Selective lysosomal H2O2–ROS imaging with a naphthalimide probe forming hydroxylamine without overoxidation

Abstract

Hydrogen peroxide (H₂O₂) plays a central role in oxidative stress, signaling, and pathophysiology, yet its highly dynamic and compartmentalized distribution in living cells makes precise monitoring a major analytical challenge. Here, we present LysoH₂O₂, a naphthalimide-derived fluorescent probe specifically designed for lysosomal H₂O₂ detection and imaging. The probe exploits a selective transformation of an amine group into a hydroxylamine moiety upon reaction with H₂O₂, leading to a pronounced fluorescence enhancement.
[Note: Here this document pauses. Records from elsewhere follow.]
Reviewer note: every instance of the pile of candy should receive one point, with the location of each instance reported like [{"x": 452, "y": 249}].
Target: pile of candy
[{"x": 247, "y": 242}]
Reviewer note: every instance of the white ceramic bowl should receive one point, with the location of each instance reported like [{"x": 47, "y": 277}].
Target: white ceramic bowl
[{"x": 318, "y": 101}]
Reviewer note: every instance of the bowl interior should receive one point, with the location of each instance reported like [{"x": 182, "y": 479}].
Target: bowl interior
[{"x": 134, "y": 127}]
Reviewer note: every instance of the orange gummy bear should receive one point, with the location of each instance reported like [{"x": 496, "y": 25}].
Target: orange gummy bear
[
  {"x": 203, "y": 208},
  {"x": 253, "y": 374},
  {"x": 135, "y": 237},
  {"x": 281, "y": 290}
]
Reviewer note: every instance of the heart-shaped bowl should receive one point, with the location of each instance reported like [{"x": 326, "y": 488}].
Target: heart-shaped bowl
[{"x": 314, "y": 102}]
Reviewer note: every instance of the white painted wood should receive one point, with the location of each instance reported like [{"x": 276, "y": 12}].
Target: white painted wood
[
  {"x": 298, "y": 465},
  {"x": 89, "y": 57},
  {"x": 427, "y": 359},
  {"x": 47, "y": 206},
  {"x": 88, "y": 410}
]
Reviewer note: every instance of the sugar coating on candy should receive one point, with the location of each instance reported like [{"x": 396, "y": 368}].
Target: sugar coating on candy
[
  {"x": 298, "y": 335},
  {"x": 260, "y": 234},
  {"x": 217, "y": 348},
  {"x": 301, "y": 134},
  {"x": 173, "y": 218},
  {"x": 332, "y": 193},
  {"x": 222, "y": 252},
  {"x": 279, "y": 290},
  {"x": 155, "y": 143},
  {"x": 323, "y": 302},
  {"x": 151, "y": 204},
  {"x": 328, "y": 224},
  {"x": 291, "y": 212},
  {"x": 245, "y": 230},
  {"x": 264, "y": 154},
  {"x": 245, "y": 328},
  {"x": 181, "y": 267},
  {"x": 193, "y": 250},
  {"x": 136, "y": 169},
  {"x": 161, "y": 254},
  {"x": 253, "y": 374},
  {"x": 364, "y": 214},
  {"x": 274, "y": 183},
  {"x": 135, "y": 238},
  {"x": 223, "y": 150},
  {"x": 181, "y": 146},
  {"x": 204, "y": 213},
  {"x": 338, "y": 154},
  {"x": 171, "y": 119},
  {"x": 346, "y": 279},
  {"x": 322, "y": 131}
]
This molecular design integrates a lysosome-targeting unit to ensure subcellular specificity, enabling real-time visualization of H₂O₂ fluctuations in the lysosomal microenvironment. Confocal fluorescence microscopy demonstrates the ability of LysoH₂O₂ to track endogenous and exogenous H₂O₂ with high sensitivity and minimal cytotoxicity in living cells. Distinct from conventional boronate-based probes, LysoH₂O₂ employs a novel, biocompatible chemical transformation to achieve sensitive and selective monitoring of H₂O₂ within lysosomes.